My long arms hang down my sides gawkily even though I long to reach out to her and hold her, tell her that everything is going to be all right. That Dad is nothing but a loser, a thorough jerk for constantly cheating on her. But of course, I tell her none of these things because truth be told, I’m getting just as sick at Mom as I am at Dad for her continued demonstration of helplessness, crying over a man who apparently doesn’t give a hoot about her. Between my parents, Dad is the most fun, a man who plays with his boys like one jesting with his buddies -but there’s the word on the street that he is planning to marry a second wife and I can’t forgive him for that. One would think that after three boys, my father would stay committed to my mother. Isn’t that what all these typical Yoruba men want? Boys to continue their legacy? To show the world how virile they are? And Dad has got to be the most Yoruba man I’ve ever met. A man who till date requires all his sons to fully lie down in prone position when greeting him good morning and expects us to do the same every night when we go to bed. Then, he’ll guffaw loudly and call me “Goliath” because I look ridiculous prostrating on the floor with my long limbs.
But seriously, why does he run after other women? I don’t get it, but even more difficult for me to understand is this: Why does Mom allow Dad to roughshod her so?
Finally, she looks up at me after what seems to be like several hours even though it’s only in seconds.
“Rotimi,” her voice is hoarse from her tears. “What are you still doing here?”
“I want you to tell me why you are crying.” My voice is more hostile than I mean it to be. From her raised eyebrows, I see that I’ve surprised her just as much as I’ve surprised myself. I mentally note that my left foot is tapping the very ugly, dark green carpeted floor of our living room as I wait for an answer from her.
God, but I hate this carpet. I wish someone would yank it off and throw it out.
Mom doesn’t reply but starts crying again and this time, I lose it big.
“Is it Dad? I swear to God, I’ll kill him if he keeps up with this, dammit.”
She gasps, shocked at my antagonism while I think to myself that I like the way dammit rolls off my tongue. Suddenly, I feel quite americanish.
“Why do you let him run over you? Why do you let him make you cry?” I want to say dammit again, but I figure it’s best not to overdo it.
Again, she doesn’t reply. She doesn’t cry either. She only stares at me for a long while, her eyes filled with a melancholy that threatens to soften my rage. I’m tempted to cower in shame at my disrespectful tone, but I don’t. Instead, I dock my head to the side. I’m too tall for my age and it’s a little uncomfortable to have my head in this position.
“What I’m about to tell you Rotimi, you have to promise not to tell your brothers. Okay? I don’t want to unsettle them. They are too young.”

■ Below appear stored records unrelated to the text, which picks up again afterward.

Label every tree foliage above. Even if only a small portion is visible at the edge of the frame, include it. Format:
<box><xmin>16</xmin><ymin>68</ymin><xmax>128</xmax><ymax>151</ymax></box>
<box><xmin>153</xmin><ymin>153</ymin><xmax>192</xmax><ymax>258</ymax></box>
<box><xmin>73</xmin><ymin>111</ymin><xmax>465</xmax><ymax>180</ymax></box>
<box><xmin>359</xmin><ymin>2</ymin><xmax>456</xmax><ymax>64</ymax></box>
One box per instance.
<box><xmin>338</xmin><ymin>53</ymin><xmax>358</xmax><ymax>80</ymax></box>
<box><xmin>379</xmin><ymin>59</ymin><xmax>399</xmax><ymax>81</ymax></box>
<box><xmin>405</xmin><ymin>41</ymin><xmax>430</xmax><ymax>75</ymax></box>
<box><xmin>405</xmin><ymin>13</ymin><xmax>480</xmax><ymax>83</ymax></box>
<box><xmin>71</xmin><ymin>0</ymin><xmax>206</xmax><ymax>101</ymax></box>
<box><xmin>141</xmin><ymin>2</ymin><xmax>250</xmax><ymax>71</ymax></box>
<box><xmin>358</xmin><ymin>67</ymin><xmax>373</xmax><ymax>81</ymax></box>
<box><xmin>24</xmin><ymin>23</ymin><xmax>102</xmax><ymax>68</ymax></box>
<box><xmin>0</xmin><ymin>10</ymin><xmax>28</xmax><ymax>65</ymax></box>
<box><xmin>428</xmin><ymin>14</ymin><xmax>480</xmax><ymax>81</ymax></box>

The oddness of her request has me raising my eyebrows, but I nod anyway.
Minutes go by and Mom finally decides to open her mouth to talk to me. It’s one that will tear my soul apart like those detonating bombs thrown around in Sylvester Stallone’s movies my brothers and I watch on Saturday mornings.
“I am dying, Rotimi. I have cancer. Breast cancer.”
I gasp. What is she talking about?
“The doctors treated it some months back,” she continues, “but now it’s come back and it’s malignant.”
My eyes widen as two big words pop into my brain: Cancer and malignant.
I look at her chest, and I see that it is flat under her blouse. Understanding slowly descends on me.
“Dammit,” I mutter. It comes off my tongue just as awful as I feel inside.